Ее хозяин, в короткой синей блузе, в каскетке с пуговкой, был низкого роста, коренаст, уверен в себе и на удивление опрятен. Его рука лежала на шее лошади, почти у самой морды. Лошадь чувствовала себя в полной безопасности: эх, скольких неприятностей избежало бы лошадиное племя, будь у ее подруг такой вот прекрасный хозяин! Гастон видел, что лошадь старается предупредить каждое движение человека.
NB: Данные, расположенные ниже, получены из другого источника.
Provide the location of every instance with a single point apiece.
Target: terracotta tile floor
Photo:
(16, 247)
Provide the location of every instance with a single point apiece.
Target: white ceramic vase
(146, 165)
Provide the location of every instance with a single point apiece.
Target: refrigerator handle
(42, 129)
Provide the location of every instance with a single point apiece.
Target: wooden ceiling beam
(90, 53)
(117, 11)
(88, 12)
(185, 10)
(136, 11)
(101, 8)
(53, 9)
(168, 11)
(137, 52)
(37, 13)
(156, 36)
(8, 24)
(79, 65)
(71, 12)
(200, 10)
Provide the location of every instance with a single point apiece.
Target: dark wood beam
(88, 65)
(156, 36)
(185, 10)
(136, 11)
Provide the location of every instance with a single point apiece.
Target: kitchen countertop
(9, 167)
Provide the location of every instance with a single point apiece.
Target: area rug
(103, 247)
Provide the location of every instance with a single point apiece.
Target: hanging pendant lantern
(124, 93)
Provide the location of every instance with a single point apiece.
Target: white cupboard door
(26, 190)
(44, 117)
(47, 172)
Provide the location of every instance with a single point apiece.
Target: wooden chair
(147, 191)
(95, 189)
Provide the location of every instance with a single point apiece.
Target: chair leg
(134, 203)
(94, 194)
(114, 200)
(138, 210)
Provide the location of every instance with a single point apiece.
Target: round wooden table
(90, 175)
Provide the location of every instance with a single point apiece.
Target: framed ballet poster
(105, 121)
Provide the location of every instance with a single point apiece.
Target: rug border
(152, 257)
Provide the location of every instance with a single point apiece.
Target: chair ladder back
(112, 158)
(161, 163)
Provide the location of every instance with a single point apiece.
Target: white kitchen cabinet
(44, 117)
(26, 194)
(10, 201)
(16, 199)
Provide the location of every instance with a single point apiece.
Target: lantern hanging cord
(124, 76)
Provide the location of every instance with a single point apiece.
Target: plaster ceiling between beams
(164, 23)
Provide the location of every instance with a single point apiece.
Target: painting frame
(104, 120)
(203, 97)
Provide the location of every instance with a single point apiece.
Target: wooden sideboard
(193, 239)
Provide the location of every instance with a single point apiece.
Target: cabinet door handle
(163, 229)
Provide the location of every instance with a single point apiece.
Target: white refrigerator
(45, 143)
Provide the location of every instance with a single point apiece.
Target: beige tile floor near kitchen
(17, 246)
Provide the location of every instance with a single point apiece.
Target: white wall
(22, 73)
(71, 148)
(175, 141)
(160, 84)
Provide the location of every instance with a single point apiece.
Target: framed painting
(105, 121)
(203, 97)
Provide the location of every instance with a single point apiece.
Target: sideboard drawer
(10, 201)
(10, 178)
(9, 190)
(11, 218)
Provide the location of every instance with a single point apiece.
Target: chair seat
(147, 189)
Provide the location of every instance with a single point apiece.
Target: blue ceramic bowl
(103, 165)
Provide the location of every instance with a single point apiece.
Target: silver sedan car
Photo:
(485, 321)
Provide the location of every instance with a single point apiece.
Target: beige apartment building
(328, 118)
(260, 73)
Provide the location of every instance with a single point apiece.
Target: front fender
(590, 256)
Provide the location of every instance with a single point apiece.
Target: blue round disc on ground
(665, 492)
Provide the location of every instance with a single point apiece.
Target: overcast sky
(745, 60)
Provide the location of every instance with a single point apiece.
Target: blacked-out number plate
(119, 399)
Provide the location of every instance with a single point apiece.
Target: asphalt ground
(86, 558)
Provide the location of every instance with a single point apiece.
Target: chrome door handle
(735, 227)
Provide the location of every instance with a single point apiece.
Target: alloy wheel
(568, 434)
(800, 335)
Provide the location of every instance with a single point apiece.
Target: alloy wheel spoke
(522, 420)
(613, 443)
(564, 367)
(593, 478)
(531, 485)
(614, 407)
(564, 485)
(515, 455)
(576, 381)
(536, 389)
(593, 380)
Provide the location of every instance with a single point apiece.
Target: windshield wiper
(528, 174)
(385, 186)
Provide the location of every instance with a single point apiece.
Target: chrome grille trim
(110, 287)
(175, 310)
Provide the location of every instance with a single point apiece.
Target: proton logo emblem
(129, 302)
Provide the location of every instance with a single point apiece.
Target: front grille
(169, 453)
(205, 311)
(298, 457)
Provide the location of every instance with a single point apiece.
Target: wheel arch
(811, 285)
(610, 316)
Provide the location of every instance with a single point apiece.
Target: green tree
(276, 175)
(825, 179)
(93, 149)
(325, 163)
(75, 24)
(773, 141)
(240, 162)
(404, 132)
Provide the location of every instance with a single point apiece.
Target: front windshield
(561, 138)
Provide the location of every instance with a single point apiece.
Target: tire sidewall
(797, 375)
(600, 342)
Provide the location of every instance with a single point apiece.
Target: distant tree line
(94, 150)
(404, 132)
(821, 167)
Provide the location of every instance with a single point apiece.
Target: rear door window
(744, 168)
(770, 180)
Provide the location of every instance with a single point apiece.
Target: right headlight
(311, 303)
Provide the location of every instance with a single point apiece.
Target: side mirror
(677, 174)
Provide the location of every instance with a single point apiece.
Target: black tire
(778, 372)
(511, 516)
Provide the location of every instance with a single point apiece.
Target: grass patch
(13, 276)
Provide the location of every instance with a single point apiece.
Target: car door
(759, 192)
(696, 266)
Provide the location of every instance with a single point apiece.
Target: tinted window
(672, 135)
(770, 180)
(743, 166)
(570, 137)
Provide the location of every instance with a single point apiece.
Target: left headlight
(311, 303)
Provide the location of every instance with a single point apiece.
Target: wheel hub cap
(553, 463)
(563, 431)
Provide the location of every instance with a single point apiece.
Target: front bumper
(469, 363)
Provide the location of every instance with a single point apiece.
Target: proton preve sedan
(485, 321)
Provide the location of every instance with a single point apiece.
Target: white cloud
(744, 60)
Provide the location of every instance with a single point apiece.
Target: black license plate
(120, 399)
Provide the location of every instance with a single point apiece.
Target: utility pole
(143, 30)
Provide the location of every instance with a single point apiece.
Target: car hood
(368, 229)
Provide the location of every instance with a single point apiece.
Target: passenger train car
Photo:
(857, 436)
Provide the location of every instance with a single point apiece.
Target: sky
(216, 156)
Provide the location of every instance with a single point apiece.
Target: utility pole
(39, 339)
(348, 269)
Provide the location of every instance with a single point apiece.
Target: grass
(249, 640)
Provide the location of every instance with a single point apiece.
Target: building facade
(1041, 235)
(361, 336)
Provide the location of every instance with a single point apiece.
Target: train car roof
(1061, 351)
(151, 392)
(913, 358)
При самом легком нажиме руки она послушно сворачивала налево или направо, останавливалась, как вкопанная. Она не позволяла себе — как, наверное, делала раньше, — ни намека на личное мнение. «Ах, до чего же хорошо, когда тобой руководит кто-то другой! Как прекрасен и велик этот властелин в просторной блузе, который невозмутимо разрезает толпу снующих рабов, что вздрагивают и пугаются каждого звука! Какое наслаждение следовать за ним!» Самая красивая пара на свете — это мужчина и лошадь, даже если лошадь немножко, ну самую чуточку одряхлела. Стараясь польстить хозяину, показать ему, как быстро он идет (хотя он шагал обычной походкой низкорослого человечка), лошадь перешла на рысцу. Она гарцевала на месте, но зато хозяин мог быть доволен: вон он, даже не запыхавшись, перегоняет лошадь, идущую рысью. При остановках Гастон видел в глазах лошади, устремленных на человека, что-то вроде сожаления. Конечно, он неразговорчив и не очень-то ласков с ней, но, в конце концов, это только ее вина. Вот, например, десять лет назад, когда хозяйка захотела поцеловать лошадь в нос, а та вздернула голову и не далась, — разве не глупо?! А как дурно она вела себя с маляром, который навешивал на нее разноцветные помпоны! Ну, нравились человеку помпоны, нравилось ему трепать лошадь за уши, хотя они такие чувствительные, и пусть бы себе трепал, она бы ему все позволила. Да-да, начиная с сегодняшнего дня хватит капризов! Теперь она будет ладить с людьми, которых раньше просто не понимала; теперь она не станет бить копытом в перегородку конюшни, к чему такие дурные манеры… Вот, пожалуйста, хозяин остановил ее перед промчавшейся машиной. Каким уверенным жестом он спас ее от гибели! Нет слов, люди — прекрасны!..

Они уже поднялись по улице до перекрестка. Здесь кончалось царство Нелли. Лошадь увлекла Гастона в те края, где продавцы газет и продуктов никогда не видели Нелли. Она исполнила свою роль. Нужно ли было Гастону провожать ее дальше, до широкого проспекта, куда со всех сторон стекались, к той же самой мрачной цели, другие лошади? О чем подумает эта коняга при виде своих собратьев? Может, о том, что наступил день примирения между людьми и лошадьми всех пород, даже и нечистокровных? А, может, хозяин подгонит ее поближе к другим да и бросит в этом печальном табуне, тогда как она-то надеялась расстаться навсегда со своими собратьями? Гастон заранее огорчился при этой мысли; он представил себе смятение тощей лошадки… Но нет, тех лошадей гнали, видимо, в другое место. Хозяин не выпустил уздечку из рук, он просто ускорил шаг. Лошадь снова загарцевала усталой рысцой, назначенной, однако, показать незнатным соплеменникам, кто она такая… И вот она уже исчезла из виду, мелькнув напоследок выцветшей бурой холкой и пестрыми подпалинами на костлявом крупе — жалкое подобие всей человеческой жизни, подумал Гастон.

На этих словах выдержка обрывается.